Jesse Harding Pomeroy

Prologue

Jesse Harding Pomeroy was a sociopath, a serial killer. Though he killed only two people, he brutally tortured many others during his short time of freedom and would probably have killed many more if not stopped. And he was only 14. Despite his age and his relatively low body count, he took great pleasure in hurting his victims and then slaughtering them without a thought.

Luke Woodham (AP)
Luke Woodham (AP)

The fact that Jesse Pomeroy started killing at such a tender age isn't as unusual as most people think, even for the late 19th century, when he was born. Children who kill have been around as long as there have been children.

In the mid-18th century, ten-year-old William York was sentenced to life service in the British navy for killing a five-year-old housemate who wet the bed the two children shared. York tortured the girl first, slicing her wrist down to the bone, doing the same to her elbow and then opening her thigh with the knife. The judge, commuting the recommended death sentence, presumed the harsh treatment in store for the boy in the navy, then heavily infused with convicts, was sufficient punishment.

In 1847, a 12-year-old named William Allnut was convicted of murdering his grandfather by arsenic poisoning (and injuring many other members of his family unfortunate enough to have used the tainted sugar bowl). He was sentenced to hang, but because of his youth, was spared and spent the rest of his life in a British prison.
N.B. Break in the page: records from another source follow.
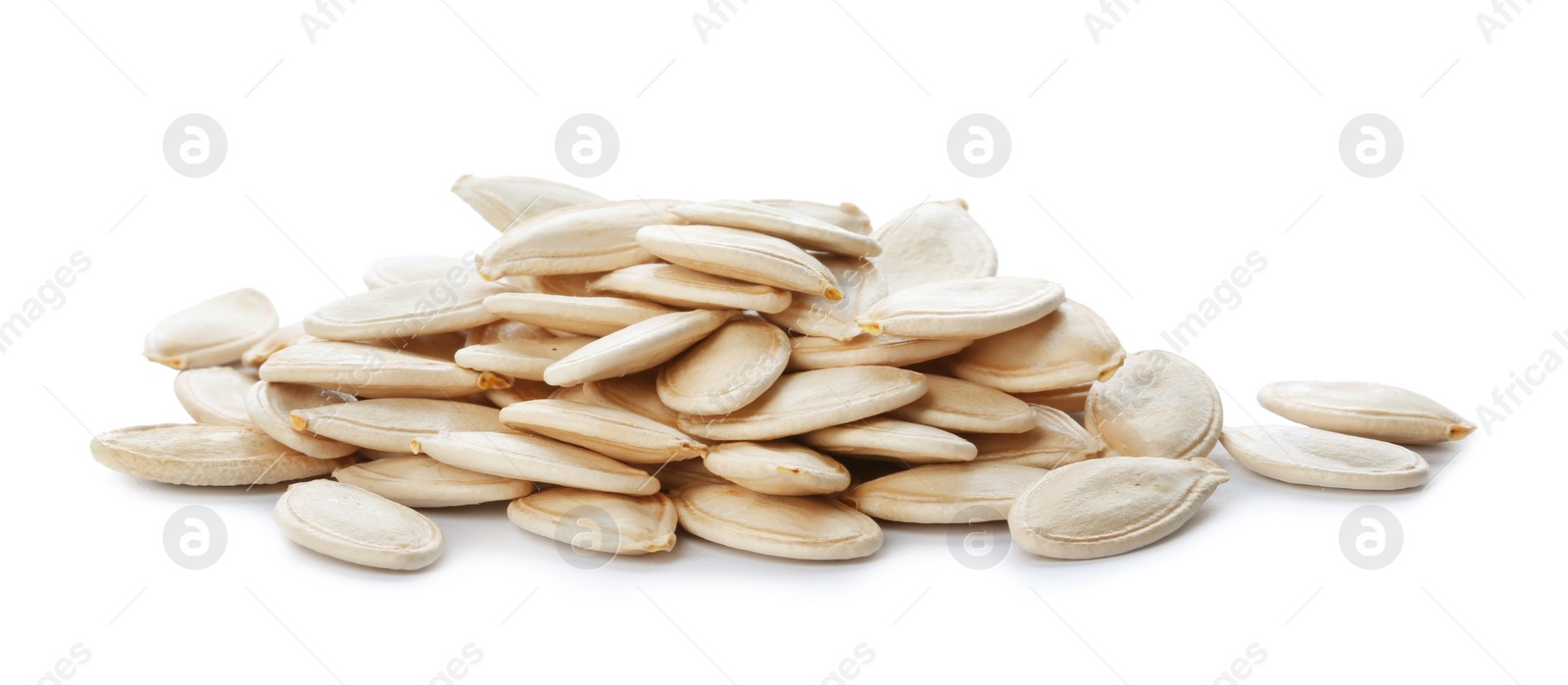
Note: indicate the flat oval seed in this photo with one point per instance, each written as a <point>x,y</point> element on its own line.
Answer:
<point>1068,347</point>
<point>402,311</point>
<point>201,455</point>
<point>635,348</point>
<point>1156,405</point>
<point>1107,507</point>
<point>815,316</point>
<point>728,370</point>
<point>890,439</point>
<point>615,433</point>
<point>741,254</point>
<point>524,360</point>
<point>358,525</point>
<point>506,201</point>
<point>416,267</point>
<point>577,316</point>
<point>778,467</point>
<point>809,400</point>
<point>933,242</point>
<point>598,520</point>
<point>216,395</point>
<point>964,309</point>
<point>808,353</point>
<point>269,407</point>
<point>535,458</point>
<point>945,493</point>
<point>420,481</point>
<point>964,407</point>
<point>778,222</point>
<point>682,287</point>
<point>844,215</point>
<point>389,423</point>
<point>576,240</point>
<point>214,331</point>
<point>776,525</point>
<point>372,370</point>
<point>1325,460</point>
<point>1364,410</point>
<point>1055,441</point>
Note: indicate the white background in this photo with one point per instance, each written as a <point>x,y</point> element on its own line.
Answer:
<point>1189,136</point>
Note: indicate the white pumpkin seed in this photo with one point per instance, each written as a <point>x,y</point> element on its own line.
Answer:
<point>420,481</point>
<point>964,407</point>
<point>1364,410</point>
<point>535,458</point>
<point>933,242</point>
<point>203,455</point>
<point>1105,507</point>
<point>212,332</point>
<point>963,309</point>
<point>216,395</point>
<point>741,254</point>
<point>728,370</point>
<point>890,439</point>
<point>945,493</point>
<point>776,467</point>
<point>635,348</point>
<point>595,317</point>
<point>358,525</point>
<point>809,400</point>
<point>615,433</point>
<point>576,240</point>
<point>682,287</point>
<point>598,520</point>
<point>391,422</point>
<point>269,405</point>
<point>506,201</point>
<point>778,222</point>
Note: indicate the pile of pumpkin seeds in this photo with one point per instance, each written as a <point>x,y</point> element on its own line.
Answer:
<point>767,375</point>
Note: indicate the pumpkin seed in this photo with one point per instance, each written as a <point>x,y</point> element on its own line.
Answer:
<point>203,455</point>
<point>1068,347</point>
<point>615,433</point>
<point>577,316</point>
<point>635,348</point>
<point>963,309</point>
<point>574,240</point>
<point>776,525</point>
<point>778,222</point>
<point>420,481</point>
<point>1364,410</point>
<point>741,254</point>
<point>890,439</point>
<point>964,407</point>
<point>216,395</point>
<point>1156,405</point>
<point>809,400</point>
<point>1105,507</point>
<point>389,423</point>
<point>809,353</point>
<point>1327,460</point>
<point>682,287</point>
<point>269,405</point>
<point>615,524</point>
<point>506,201</point>
<point>933,242</point>
<point>728,370</point>
<point>776,467</point>
<point>535,458</point>
<point>212,332</point>
<point>945,493</point>
<point>358,525</point>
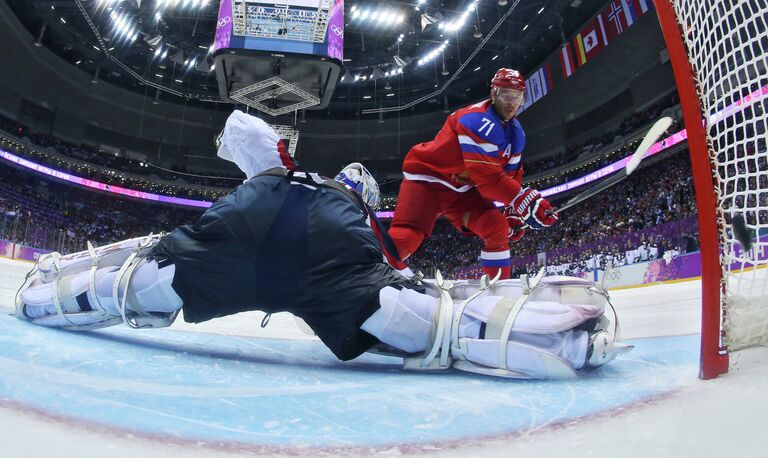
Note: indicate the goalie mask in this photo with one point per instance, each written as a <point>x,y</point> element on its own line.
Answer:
<point>356,177</point>
<point>252,144</point>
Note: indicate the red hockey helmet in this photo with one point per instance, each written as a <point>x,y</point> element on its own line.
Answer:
<point>507,77</point>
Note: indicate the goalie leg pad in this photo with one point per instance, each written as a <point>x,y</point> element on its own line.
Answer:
<point>533,336</point>
<point>69,293</point>
<point>404,320</point>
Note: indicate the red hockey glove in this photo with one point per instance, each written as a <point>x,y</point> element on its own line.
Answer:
<point>535,210</point>
<point>516,225</point>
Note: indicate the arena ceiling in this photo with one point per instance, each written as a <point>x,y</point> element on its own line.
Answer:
<point>160,48</point>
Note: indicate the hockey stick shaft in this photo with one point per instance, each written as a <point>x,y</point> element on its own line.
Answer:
<point>655,132</point>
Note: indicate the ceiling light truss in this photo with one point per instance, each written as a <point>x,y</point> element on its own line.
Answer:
<point>254,94</point>
<point>290,22</point>
<point>289,133</point>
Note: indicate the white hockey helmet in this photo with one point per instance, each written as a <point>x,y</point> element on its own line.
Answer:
<point>250,143</point>
<point>356,177</point>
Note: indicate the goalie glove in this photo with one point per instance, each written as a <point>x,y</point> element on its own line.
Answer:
<point>535,210</point>
<point>516,225</point>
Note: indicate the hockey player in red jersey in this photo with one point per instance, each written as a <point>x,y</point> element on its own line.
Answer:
<point>287,240</point>
<point>473,161</point>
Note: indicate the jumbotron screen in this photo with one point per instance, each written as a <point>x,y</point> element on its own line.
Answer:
<point>312,27</point>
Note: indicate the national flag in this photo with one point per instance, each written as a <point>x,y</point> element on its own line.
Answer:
<point>528,100</point>
<point>591,40</point>
<point>613,13</point>
<point>645,5</point>
<point>628,12</point>
<point>566,60</point>
<point>539,83</point>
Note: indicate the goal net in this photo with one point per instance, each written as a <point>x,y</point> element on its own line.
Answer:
<point>719,50</point>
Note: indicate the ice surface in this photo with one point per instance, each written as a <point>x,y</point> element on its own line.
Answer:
<point>228,387</point>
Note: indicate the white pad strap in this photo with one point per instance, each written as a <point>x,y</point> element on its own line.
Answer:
<point>126,270</point>
<point>56,289</point>
<point>459,313</point>
<point>512,316</point>
<point>93,298</point>
<point>440,336</point>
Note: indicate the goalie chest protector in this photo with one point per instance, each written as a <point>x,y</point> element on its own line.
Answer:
<point>278,244</point>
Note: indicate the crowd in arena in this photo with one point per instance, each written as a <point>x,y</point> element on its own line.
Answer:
<point>643,218</point>
<point>116,168</point>
<point>44,214</point>
<point>629,224</point>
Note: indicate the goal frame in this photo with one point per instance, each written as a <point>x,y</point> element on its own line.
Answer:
<point>714,356</point>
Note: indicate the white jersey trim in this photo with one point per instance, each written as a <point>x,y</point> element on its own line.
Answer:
<point>493,255</point>
<point>431,179</point>
<point>487,147</point>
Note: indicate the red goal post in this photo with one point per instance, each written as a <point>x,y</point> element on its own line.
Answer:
<point>718,50</point>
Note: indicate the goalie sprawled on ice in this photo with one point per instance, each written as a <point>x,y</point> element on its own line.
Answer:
<point>287,240</point>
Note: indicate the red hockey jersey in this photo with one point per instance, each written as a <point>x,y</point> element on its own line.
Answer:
<point>473,149</point>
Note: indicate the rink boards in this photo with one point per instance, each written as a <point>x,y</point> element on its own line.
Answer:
<point>284,394</point>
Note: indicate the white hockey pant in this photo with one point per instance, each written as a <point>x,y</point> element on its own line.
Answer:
<point>100,287</point>
<point>466,331</point>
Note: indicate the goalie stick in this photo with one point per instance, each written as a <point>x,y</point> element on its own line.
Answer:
<point>656,131</point>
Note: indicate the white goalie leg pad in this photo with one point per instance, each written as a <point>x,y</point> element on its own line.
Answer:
<point>531,335</point>
<point>404,320</point>
<point>93,294</point>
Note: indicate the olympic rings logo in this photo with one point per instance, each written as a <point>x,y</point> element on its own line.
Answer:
<point>338,31</point>
<point>224,21</point>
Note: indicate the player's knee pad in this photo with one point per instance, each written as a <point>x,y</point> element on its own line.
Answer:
<point>94,288</point>
<point>407,239</point>
<point>492,227</point>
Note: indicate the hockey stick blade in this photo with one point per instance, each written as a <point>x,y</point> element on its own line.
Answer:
<point>656,131</point>
<point>653,135</point>
<point>742,232</point>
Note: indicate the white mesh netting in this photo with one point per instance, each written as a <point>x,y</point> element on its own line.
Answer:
<point>728,50</point>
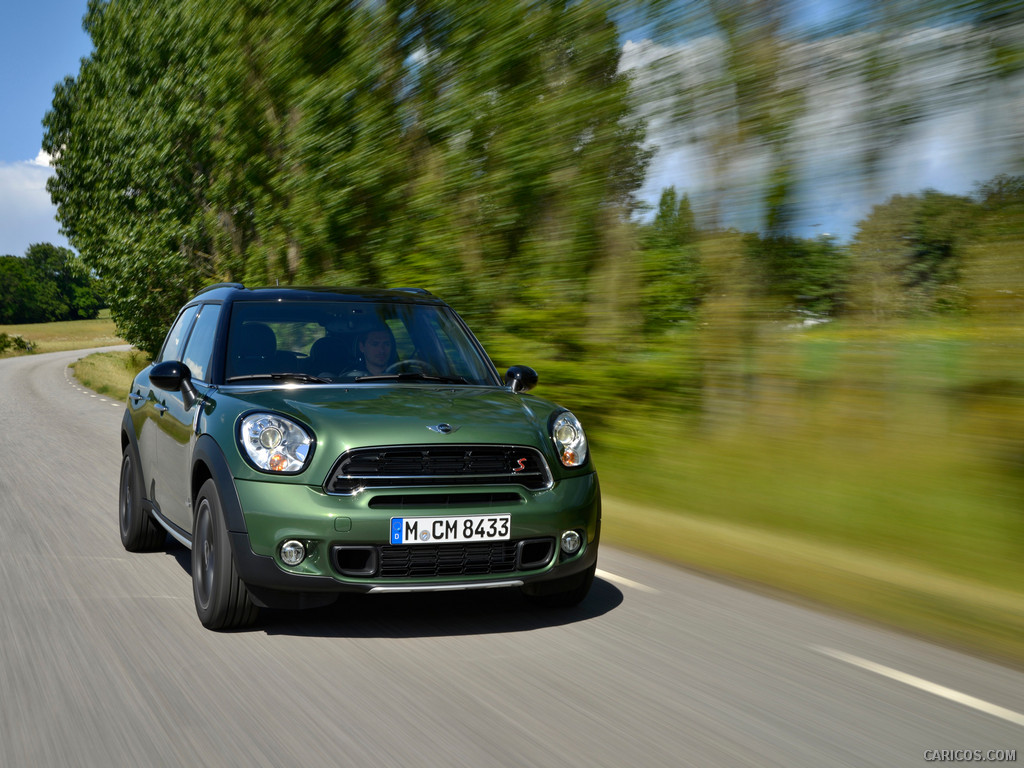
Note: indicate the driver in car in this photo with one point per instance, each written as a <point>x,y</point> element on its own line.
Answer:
<point>376,350</point>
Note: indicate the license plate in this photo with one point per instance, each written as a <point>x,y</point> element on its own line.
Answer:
<point>450,529</point>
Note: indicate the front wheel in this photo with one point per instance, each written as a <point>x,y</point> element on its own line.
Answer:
<point>139,532</point>
<point>222,601</point>
<point>561,593</point>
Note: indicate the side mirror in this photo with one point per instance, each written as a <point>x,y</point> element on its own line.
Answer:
<point>520,378</point>
<point>174,376</point>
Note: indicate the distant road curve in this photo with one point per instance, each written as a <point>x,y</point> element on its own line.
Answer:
<point>103,663</point>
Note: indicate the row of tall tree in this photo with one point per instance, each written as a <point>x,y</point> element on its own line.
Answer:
<point>486,150</point>
<point>913,255</point>
<point>47,284</point>
<point>489,152</point>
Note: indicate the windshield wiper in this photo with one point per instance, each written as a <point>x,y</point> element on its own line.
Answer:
<point>414,377</point>
<point>279,377</point>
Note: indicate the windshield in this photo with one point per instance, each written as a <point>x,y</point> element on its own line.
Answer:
<point>350,342</point>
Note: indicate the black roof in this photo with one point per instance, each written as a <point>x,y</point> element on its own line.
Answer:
<point>239,292</point>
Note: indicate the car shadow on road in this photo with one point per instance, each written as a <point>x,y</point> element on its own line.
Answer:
<point>435,614</point>
<point>426,613</point>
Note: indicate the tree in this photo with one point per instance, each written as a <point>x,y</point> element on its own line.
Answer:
<point>473,145</point>
<point>908,253</point>
<point>673,282</point>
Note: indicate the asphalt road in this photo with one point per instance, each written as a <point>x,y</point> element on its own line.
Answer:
<point>103,663</point>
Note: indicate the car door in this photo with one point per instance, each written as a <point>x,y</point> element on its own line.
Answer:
<point>177,435</point>
<point>165,429</point>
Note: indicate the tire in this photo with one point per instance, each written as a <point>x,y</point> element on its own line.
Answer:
<point>139,532</point>
<point>561,593</point>
<point>222,602</point>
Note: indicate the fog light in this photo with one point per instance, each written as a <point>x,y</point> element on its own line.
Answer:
<point>293,552</point>
<point>570,542</point>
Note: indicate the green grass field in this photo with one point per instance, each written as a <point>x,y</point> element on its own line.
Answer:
<point>56,337</point>
<point>876,470</point>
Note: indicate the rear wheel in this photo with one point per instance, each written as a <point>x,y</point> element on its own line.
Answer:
<point>139,532</point>
<point>561,593</point>
<point>221,598</point>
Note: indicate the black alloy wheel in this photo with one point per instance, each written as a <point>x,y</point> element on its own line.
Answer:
<point>222,602</point>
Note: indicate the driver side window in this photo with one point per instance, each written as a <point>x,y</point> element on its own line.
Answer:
<point>174,343</point>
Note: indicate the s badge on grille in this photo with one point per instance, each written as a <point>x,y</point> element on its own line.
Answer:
<point>443,428</point>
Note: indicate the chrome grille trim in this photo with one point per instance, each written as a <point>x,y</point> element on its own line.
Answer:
<point>432,465</point>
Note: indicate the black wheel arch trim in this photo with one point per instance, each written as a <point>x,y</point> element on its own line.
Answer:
<point>128,435</point>
<point>208,453</point>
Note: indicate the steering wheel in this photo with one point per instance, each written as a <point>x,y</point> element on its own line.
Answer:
<point>409,366</point>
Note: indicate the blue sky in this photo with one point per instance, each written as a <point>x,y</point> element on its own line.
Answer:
<point>41,42</point>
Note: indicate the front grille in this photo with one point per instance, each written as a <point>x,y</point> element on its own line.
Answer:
<point>428,501</point>
<point>477,558</point>
<point>412,466</point>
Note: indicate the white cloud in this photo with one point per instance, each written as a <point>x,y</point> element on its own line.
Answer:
<point>27,215</point>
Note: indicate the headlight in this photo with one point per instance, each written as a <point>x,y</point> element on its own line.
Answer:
<point>570,442</point>
<point>274,443</point>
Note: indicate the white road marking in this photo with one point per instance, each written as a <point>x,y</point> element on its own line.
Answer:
<point>925,685</point>
<point>623,581</point>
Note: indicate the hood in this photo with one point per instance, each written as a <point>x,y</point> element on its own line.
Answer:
<point>344,418</point>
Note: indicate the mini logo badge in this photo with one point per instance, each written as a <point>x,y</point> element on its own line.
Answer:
<point>443,428</point>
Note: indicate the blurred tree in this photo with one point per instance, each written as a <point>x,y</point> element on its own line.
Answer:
<point>673,282</point>
<point>472,146</point>
<point>993,272</point>
<point>129,135</point>
<point>18,292</point>
<point>803,275</point>
<point>48,284</point>
<point>908,253</point>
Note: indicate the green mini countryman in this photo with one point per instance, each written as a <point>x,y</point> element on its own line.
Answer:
<point>304,442</point>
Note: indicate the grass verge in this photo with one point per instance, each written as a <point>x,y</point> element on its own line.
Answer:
<point>58,337</point>
<point>111,373</point>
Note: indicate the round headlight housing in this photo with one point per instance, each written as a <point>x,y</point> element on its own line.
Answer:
<point>274,443</point>
<point>570,442</point>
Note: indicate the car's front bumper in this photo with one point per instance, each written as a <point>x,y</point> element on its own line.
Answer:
<point>278,512</point>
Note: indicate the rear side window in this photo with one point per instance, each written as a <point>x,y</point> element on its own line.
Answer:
<point>179,332</point>
<point>200,346</point>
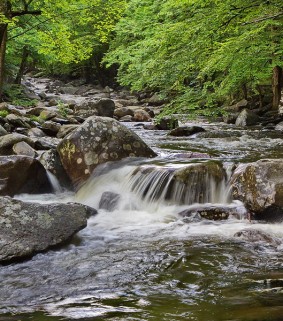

Three years later, also in England, a 14-year-old victim of bullies struck back at his tormenters and killed them both with shots from a pistol he brought from home. The boy, Alfred Dancey, was transported to Australia. A century and a half later, Luke Woodham brought a gun to his Mississippi school and killed two people (as well as his mother at home) in retaliation for the teasing he suffered.

Michael Carneal (AP)
Michael Carneal (AP)

Michael Carneal, also a victim of schoolyard taunting, opened fire on a school prayer service in Paducah, Ky., killing three and wounding five.

In 1855, two youngsters in Liverpool were sentenced to 12 months in prison for manslaughter after one of them killed a playmate with a brick in a rage over a game gone bad. The other boy helped the killer dump the victim's body in a nearby canal.

A 12-year-old German girl, Marie Schneider, was convicted of killing a three-year-old by pushing the tot out a second-story window in 1886. "She was known as a sadistic and dishonest child who never lost an opportunity to bully and torture younger children," according to Angus Hall, editor of Crimes and Punishment.

Jesse Pomeroy was also a cruel youngster who reveled in the pain and terror of his victims. Like Marie Schneider, Jesse never passed up a chance to inflict suffering on a younger child. He got pleasure from tormenting those weaker than himself and seeing them fearful and in agony. As in so many other cases, his crimes started with beatings and torture, but soon became much more deadly.